Model deployment¶
In ABM you can deploy your model in two ways:
- By scoring a new dataset
- By generating scoring code and using it to score data in your custom process
Scoring a new data¶
After your predictive model is built, you can calculate scores for the given dataset.
For instance, if the goal of your project was to select the best target group for your marketing campaign, you would like to know the response probability for each customer in your database. In this task, ABM will assign the response probability (calculated based on the predictive model built by ABM) to your customers (identified by an ID variable which must be unique for each customer).
To start the scoring data task:
- From the Homepage level, open the selected project by clicking on its name or click the Open project button
- Click the Score data button (from the Project’s reports level)
The scoring data task is divided into six steps for classification projects and five steps for approximation projects.
Step 1: Select a file for scoring
Step 2: Input detailed information about the file selected for scoring
Step 3: Select threshold (this step is omitted for approximation projects)
Step 4: Choose the ID variable(s) to which score values will be assigned (e.g. customer’s id)
Step 5: Start the data scoring process
Step 6: Download scoring result
And that’s it!
Step 1: Selecting file for scoring¶
Select an already uploaded file with the data that will be used for scoring. Currently, the .csv format is accepted (other formats are planned).
Remark: It’s crucial that the file for scoring and for model construction have the same structure:
- identical number of variables
- variables should have the same names and types
You can also add a new file by clicking the Browse for files button and by selecting the file from your computer. Upload the file with the Upload button and wait until it’s sent to the ABM server.
Choose the file by clicking its name and the Next button if you want to proceed to Step 2.

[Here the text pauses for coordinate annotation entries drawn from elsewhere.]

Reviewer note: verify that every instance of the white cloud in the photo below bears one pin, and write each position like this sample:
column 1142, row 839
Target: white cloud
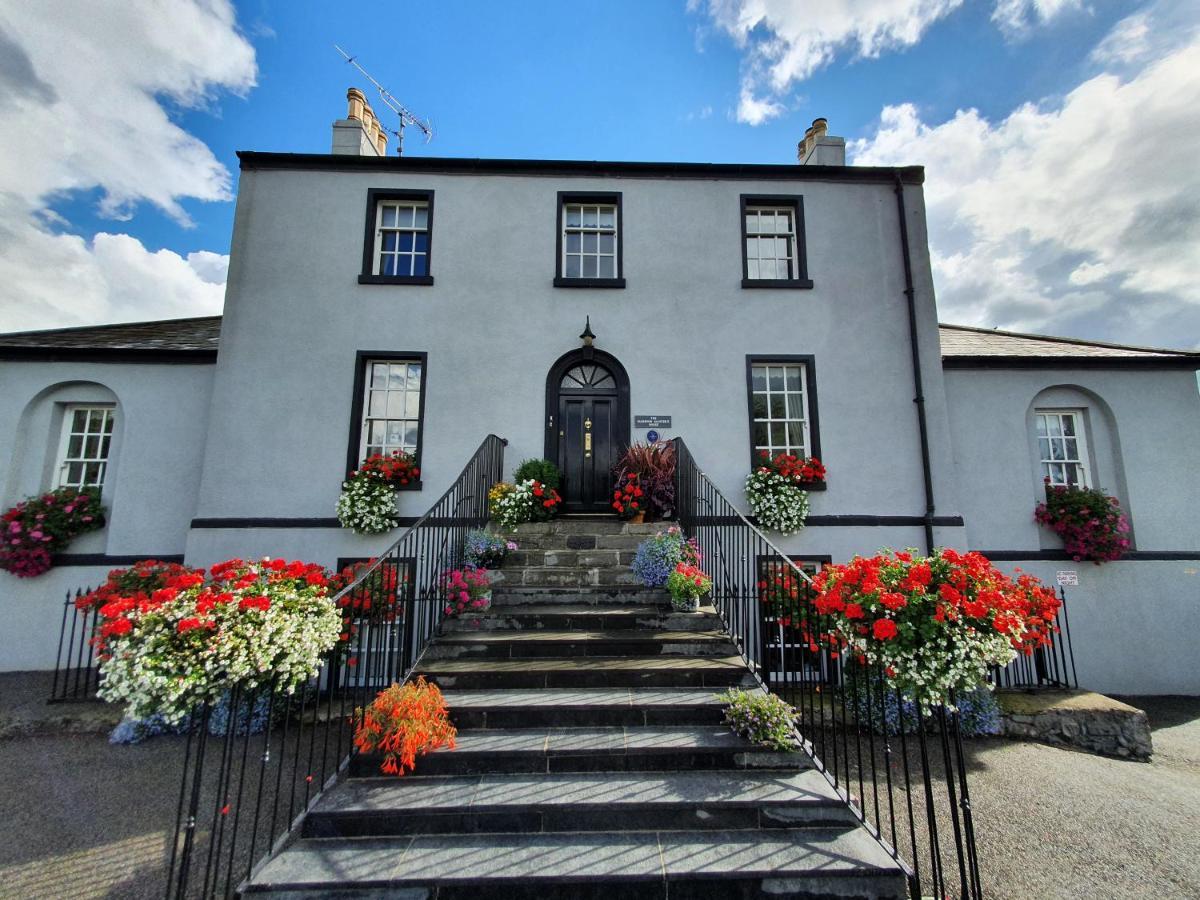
column 1017, row 16
column 1075, row 217
column 784, row 41
column 83, row 105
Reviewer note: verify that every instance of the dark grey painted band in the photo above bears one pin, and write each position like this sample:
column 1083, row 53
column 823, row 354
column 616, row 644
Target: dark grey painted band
column 1060, row 556
column 63, row 559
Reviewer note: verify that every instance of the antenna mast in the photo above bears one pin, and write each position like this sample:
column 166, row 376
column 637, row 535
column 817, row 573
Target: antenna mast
column 406, row 118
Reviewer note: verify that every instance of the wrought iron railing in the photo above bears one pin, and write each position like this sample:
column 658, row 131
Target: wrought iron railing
column 903, row 772
column 1051, row 666
column 256, row 763
column 76, row 671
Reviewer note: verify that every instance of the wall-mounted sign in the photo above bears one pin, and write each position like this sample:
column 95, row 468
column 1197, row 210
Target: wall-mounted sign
column 652, row 421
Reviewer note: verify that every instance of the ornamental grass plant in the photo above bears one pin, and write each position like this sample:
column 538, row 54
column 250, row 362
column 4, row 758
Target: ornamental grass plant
column 402, row 723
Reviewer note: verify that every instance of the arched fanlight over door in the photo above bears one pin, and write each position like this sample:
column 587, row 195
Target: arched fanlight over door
column 588, row 376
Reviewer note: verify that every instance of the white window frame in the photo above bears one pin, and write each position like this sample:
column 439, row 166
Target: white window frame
column 1047, row 462
column 597, row 231
column 64, row 460
column 406, row 393
column 755, row 238
column 804, row 419
column 406, row 261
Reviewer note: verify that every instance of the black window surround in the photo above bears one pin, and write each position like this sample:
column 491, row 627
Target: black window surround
column 360, row 372
column 796, row 204
column 810, row 387
column 375, row 197
column 606, row 197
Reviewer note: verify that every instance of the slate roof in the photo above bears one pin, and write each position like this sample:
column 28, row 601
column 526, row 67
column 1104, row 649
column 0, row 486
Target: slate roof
column 167, row 337
column 198, row 337
column 964, row 343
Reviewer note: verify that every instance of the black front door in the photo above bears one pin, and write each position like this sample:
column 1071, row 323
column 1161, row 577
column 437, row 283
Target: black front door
column 587, row 405
column 587, row 451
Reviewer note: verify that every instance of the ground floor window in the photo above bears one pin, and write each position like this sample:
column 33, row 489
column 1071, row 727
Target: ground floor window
column 1062, row 448
column 84, row 445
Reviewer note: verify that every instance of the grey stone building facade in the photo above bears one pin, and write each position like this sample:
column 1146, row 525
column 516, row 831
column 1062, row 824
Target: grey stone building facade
column 383, row 303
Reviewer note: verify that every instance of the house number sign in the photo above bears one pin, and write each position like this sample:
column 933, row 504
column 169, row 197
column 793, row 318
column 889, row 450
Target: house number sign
column 652, row 421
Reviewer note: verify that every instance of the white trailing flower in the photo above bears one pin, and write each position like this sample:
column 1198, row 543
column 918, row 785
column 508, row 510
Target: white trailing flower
column 367, row 505
column 777, row 502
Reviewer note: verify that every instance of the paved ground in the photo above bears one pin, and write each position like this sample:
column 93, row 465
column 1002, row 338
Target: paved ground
column 82, row 819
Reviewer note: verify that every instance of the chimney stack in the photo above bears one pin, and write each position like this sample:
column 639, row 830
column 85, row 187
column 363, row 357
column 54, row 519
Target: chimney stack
column 359, row 132
column 819, row 148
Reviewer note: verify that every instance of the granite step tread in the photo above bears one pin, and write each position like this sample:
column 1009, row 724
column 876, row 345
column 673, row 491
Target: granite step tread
column 822, row 862
column 365, row 796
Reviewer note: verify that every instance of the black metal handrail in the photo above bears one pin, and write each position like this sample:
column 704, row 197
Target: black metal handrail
column 76, row 670
column 912, row 798
column 245, row 791
column 1051, row 666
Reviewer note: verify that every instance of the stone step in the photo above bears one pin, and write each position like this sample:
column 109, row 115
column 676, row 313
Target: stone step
column 587, row 617
column 582, row 558
column 583, row 707
column 631, row 864
column 585, row 802
column 664, row 671
column 511, row 594
column 532, row 645
column 661, row 748
column 564, row 576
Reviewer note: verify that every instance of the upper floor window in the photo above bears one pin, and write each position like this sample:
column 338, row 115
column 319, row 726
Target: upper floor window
column 399, row 238
column 389, row 406
column 783, row 407
column 589, row 244
column 1062, row 447
column 84, row 445
column 773, row 243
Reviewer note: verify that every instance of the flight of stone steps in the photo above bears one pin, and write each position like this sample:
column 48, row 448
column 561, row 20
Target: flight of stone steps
column 591, row 761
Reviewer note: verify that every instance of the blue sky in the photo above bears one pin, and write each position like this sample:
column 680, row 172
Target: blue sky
column 731, row 81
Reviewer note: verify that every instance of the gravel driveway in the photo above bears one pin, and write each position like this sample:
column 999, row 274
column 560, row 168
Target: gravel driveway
column 82, row 819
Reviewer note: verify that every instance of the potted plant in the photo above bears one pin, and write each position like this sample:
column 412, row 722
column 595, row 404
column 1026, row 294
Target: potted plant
column 933, row 625
column 467, row 591
column 657, row 557
column 484, row 550
column 249, row 624
column 37, row 527
column 402, row 723
column 367, row 503
column 778, row 493
column 687, row 585
column 629, row 498
column 1089, row 521
column 654, row 465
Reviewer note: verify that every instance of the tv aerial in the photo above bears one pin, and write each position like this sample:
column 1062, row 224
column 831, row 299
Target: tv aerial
column 406, row 118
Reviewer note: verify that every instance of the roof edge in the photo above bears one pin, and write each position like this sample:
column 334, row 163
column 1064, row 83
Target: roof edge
column 252, row 160
column 1075, row 341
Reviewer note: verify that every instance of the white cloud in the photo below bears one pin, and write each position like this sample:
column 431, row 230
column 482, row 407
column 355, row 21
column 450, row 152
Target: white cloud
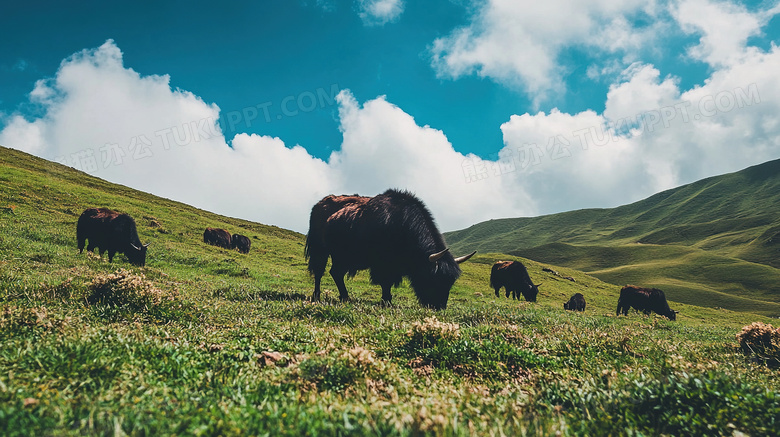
column 379, row 12
column 519, row 43
column 725, row 28
column 652, row 136
column 108, row 120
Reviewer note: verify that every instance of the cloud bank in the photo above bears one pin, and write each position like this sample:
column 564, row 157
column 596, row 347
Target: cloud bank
column 106, row 119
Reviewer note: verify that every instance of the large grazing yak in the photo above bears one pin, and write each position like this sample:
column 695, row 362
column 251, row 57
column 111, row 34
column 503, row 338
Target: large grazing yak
column 392, row 234
column 514, row 276
column 241, row 242
column 110, row 231
column 646, row 300
column 218, row 237
column 575, row 303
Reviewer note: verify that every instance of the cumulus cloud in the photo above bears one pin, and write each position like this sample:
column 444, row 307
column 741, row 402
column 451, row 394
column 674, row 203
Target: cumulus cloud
column 724, row 27
column 519, row 44
column 652, row 135
column 108, row 120
column 379, row 12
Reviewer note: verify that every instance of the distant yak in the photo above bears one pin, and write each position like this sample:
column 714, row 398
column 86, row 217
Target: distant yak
column 575, row 303
column 514, row 277
column 645, row 300
column 241, row 243
column 393, row 235
column 110, row 231
column 217, row 237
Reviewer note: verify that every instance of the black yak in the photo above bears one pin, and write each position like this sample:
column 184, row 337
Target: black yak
column 217, row 237
column 110, row 231
column 241, row 242
column 646, row 300
column 392, row 234
column 514, row 276
column 575, row 303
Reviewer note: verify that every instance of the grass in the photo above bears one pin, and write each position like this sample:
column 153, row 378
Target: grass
column 714, row 242
column 208, row 341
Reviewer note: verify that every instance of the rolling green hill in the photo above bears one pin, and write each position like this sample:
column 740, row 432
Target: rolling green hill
column 208, row 341
column 715, row 242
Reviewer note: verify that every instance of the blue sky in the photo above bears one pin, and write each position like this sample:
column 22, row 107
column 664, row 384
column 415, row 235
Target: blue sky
column 485, row 109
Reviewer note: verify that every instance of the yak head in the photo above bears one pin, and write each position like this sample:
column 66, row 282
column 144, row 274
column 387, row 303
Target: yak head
column 530, row 291
column 434, row 279
column 137, row 255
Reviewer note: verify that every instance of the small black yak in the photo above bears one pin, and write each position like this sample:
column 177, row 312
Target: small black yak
column 241, row 242
column 575, row 303
column 393, row 235
column 110, row 231
column 217, row 237
column 646, row 300
column 514, row 276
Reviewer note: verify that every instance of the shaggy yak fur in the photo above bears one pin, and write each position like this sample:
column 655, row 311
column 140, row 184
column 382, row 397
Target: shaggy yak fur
column 646, row 300
column 110, row 231
column 575, row 303
column 217, row 237
column 514, row 276
column 392, row 235
column 242, row 243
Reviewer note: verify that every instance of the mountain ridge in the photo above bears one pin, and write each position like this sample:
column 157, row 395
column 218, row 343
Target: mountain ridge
column 664, row 240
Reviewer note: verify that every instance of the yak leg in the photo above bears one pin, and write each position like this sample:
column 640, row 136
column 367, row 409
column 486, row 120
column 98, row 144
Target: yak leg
column 387, row 297
column 316, row 296
column 338, row 278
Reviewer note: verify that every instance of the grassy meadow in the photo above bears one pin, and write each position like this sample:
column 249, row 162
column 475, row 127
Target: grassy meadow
column 208, row 341
column 715, row 242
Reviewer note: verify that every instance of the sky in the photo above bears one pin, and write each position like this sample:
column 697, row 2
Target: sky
column 484, row 109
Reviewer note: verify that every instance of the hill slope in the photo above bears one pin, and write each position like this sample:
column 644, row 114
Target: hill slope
column 207, row 341
column 714, row 242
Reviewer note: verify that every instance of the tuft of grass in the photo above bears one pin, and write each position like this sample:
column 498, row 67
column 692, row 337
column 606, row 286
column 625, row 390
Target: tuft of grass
column 205, row 341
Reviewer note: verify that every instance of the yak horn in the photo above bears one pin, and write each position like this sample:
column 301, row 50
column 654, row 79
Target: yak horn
column 464, row 258
column 436, row 256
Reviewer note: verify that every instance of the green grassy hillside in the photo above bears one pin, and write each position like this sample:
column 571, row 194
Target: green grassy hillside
column 715, row 242
column 208, row 341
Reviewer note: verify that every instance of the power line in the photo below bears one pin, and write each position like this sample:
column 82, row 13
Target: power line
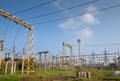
column 15, row 38
column 4, row 34
column 77, row 15
column 61, row 10
column 100, row 45
column 35, row 7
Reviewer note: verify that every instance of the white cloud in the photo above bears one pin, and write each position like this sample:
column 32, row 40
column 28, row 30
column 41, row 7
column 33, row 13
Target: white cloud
column 81, row 25
column 71, row 23
column 89, row 19
column 84, row 33
column 91, row 8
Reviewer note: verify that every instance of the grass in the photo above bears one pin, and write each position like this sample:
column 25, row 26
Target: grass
column 60, row 75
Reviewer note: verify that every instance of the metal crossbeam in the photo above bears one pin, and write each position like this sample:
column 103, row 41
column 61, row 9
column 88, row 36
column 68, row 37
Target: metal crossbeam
column 15, row 19
column 28, row 63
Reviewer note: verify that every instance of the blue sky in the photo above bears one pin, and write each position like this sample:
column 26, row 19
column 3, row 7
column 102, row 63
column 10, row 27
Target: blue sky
column 97, row 31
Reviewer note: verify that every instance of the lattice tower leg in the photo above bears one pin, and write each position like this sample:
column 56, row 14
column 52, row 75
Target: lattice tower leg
column 28, row 63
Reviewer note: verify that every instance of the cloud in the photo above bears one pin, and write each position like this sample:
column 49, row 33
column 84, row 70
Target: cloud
column 91, row 8
column 70, row 24
column 84, row 33
column 82, row 24
column 89, row 19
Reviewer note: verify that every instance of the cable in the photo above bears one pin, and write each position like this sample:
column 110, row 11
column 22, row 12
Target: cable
column 100, row 45
column 15, row 38
column 35, row 7
column 4, row 34
column 61, row 10
column 76, row 15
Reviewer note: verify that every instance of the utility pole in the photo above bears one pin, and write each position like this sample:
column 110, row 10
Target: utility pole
column 28, row 62
column 44, row 52
column 1, row 50
column 79, row 59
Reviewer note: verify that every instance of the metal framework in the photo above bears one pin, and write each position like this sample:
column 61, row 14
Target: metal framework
column 40, row 59
column 67, row 64
column 1, row 49
column 28, row 64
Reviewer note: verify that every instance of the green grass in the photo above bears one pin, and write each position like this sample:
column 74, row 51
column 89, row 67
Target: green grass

Step 2: Entering file settings¶
In Step 2 you will be asked to indicate what separators were used in the chosen file, including:
- Columns separators. For instance, if columns in CSV file are separated by a comma (e.g. name, email, age), write , in the first field
- Decimal separators. For instance, if a decimal character is a dot (e.g. 4.25) in CSV file, then write . in the second field
- Text separators. For instance, if a quotation mark is used to indicate the beginning and end of the text (e.g.’Baker Street 221b’), write ‘ in the third field
- File encoding. Choose the character encoding used in your file. If you need to add specific encoding to the list, contact us at abm_support@algolytics.com
Click the Next button if you want to proceed to Step 3 or the Back button if you want to change the previous project settings.
Step 3: Selecting threshold (classification projects)¶
In step 3 you can set the classification threshold for scoring. ABM suggests the optimal threshold based on the final model and the quality measure chosen when building the model. The user can manually change the threshold (for instance based on the model quality measures such as KS Score, Equal TPR TNR Score, Min Distance Score or the values on the ROC curve).
Step 4: Selecting identity variable¶
In Step 4 you will be asked to indicate the ID variable(s) name(s). The ID variable is a variable with unique values which is used for identification of observations (e.g. customer ID). The target predicted value will be assigned to this variable.
Click the Next button if you want to proceed or the Back button if you want to change the previous project settings.
Step 5: Running data scoring process¶
You’re almost there. Check if the information provided is correct. Click the Run button to start the scoring process or the Back button if you want to change the scoring process settings.
Step 6: Downloading scoring results¶
When the scoring process is finished you will see the following screen:
Click the Download button to see the scoring result. For classification projects the output file is a .csv file containing three columns divided by commas:
- PositiveTargetProb: the probability of a positive value of the target variable (the situation when the event occurred, e.g. 1, the customer churned)
- Identity variable name: name of the chosen ID variable to which the probability will be assigned (e.g. customer ID)
- PredictedTarget: the predicted value of the target variable. By default, if the threshold = 0.5, PredictedTarget will be equal to ‘1’ if the PositiveTargetProb >= 0.5, and to ‘0’ otherwise
For approximation projects the output file is a .csv file containing two columns divided by commas:
- PredictedTargetValue: the predicted value of your target variable
- Identity variable name: name of the chosen ID variable to which the predicted value will be assigned (e.g. product id)
You can also access the output file with the scoring results from the Repository.
Click the Back button to change the scoring process settings and to start the scoring process again. You can also return to model’s reports or go to ABM Homepage.
Generating scoring code¶
You can also download the scoring code for the final model. The scoring code is a code (in case of ABM: SQL or Java code) that given the input variables, calculates the model’s output. It includes the code to perform all the necessary variable transformations and formulas to produce the final output variables (e.g. PositiveTargetProb, PredictedTarget for classification). In order to generate the scoring code, follow the below steps:
Open project and click the Scoring code button.
Select what language your scoring code should be generated in. The following options are available:
- Java
- general SQL (should be modified accordingly to your database)
- SQL for Mysql
- SQL for Teradata
- SQL for Oracle
- SQL for Postgres
Click the Generate button and then download the file.